As shown in Fig. 1, the first step involves the determination of each neighbourhood set $J_{i}^{n, w}$ $(J_{i}^{n, w} \subset X)$ for all points i, weather conditions w and neighbourhoods n = 1, …, N. The spatial resolution at which neighbourhood level n is defined, with corresponding map denoted as X_n, is controlled by the resolution factor RFⁿ, which is assigned during the parameterisation of the index (note that X_n is a uniformly down-sampled version of X, where cell properties of the coarser resolution X_n correspond to averaged values of the cells in X). A higher resolution ensures local, bottom-up fire behaviour features are captured, but is also more computationally expensive (i.e. the highest resolution is where X_n = X). A lower resolution will capture broader-scale landscape features more efficiently, at the expense of local features. The set of cells within each neighbourhood is controlled by neighbourhood shape, which is defined by the user.

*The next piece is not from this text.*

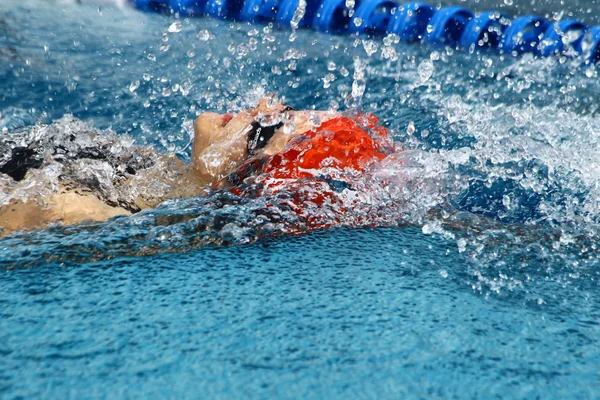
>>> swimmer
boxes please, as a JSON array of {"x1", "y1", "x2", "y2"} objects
[{"x1": 0, "y1": 99, "x2": 388, "y2": 235}]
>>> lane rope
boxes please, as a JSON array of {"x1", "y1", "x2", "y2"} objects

In this study, the neighbourhoods are circular sectors defined by shape and distance parameters, denoted as α and D, respectively. The α parameter dictates the ‘field of view’ or angular range deviation from the direction of prevailing wind to be considered. The D parameter dictates the distance from the point of interest to be considered. That is, for point i (x_i = (x_i,y_i) in Euclidian space) and wind direction θ^w for weather condition w, the representation of the shape parameterised by α and D in Euclidian space is given by

(x, y) \in {x : | x - x_{i} | \leq D, - \frac{α}{2} \leq \arg (x_{i} - x) - θ^{w} \leq \frac{α}{2}}

where x = (x,y), and the sets $J_{i}^{n, w}$ are clearly indices of discrete points in this space (note that here, arg is defined in the 2-D real vector space). Jointly, the α and D parameters reflect the directionally specific spread of fire and represent a similar concept to the length-to-breadth ratio that is used to describe the spread of fire in elliptical models (Van Wagner 1969). A larger α:D ratio represents the possibility that over the defined distance, fires may be expected to reach the point of interest from a larger range of directions (Fig. 1). A smaller α:D ratio represents a narrower range of directions from which fires are expected to reach the point of interest over the given distance (Fig. 1). At relatively small distances, fires may typically arrive as heading fires, flanking fires and/or backing fires, so α is typically larger (see n = 1; Fig. 1). At relatively large distances, the fires that reach the point of interest are assumed to have largely travelled as heading fires in the direction of prevailing winds, so α is typically smaller (see n = N; Fig. 1).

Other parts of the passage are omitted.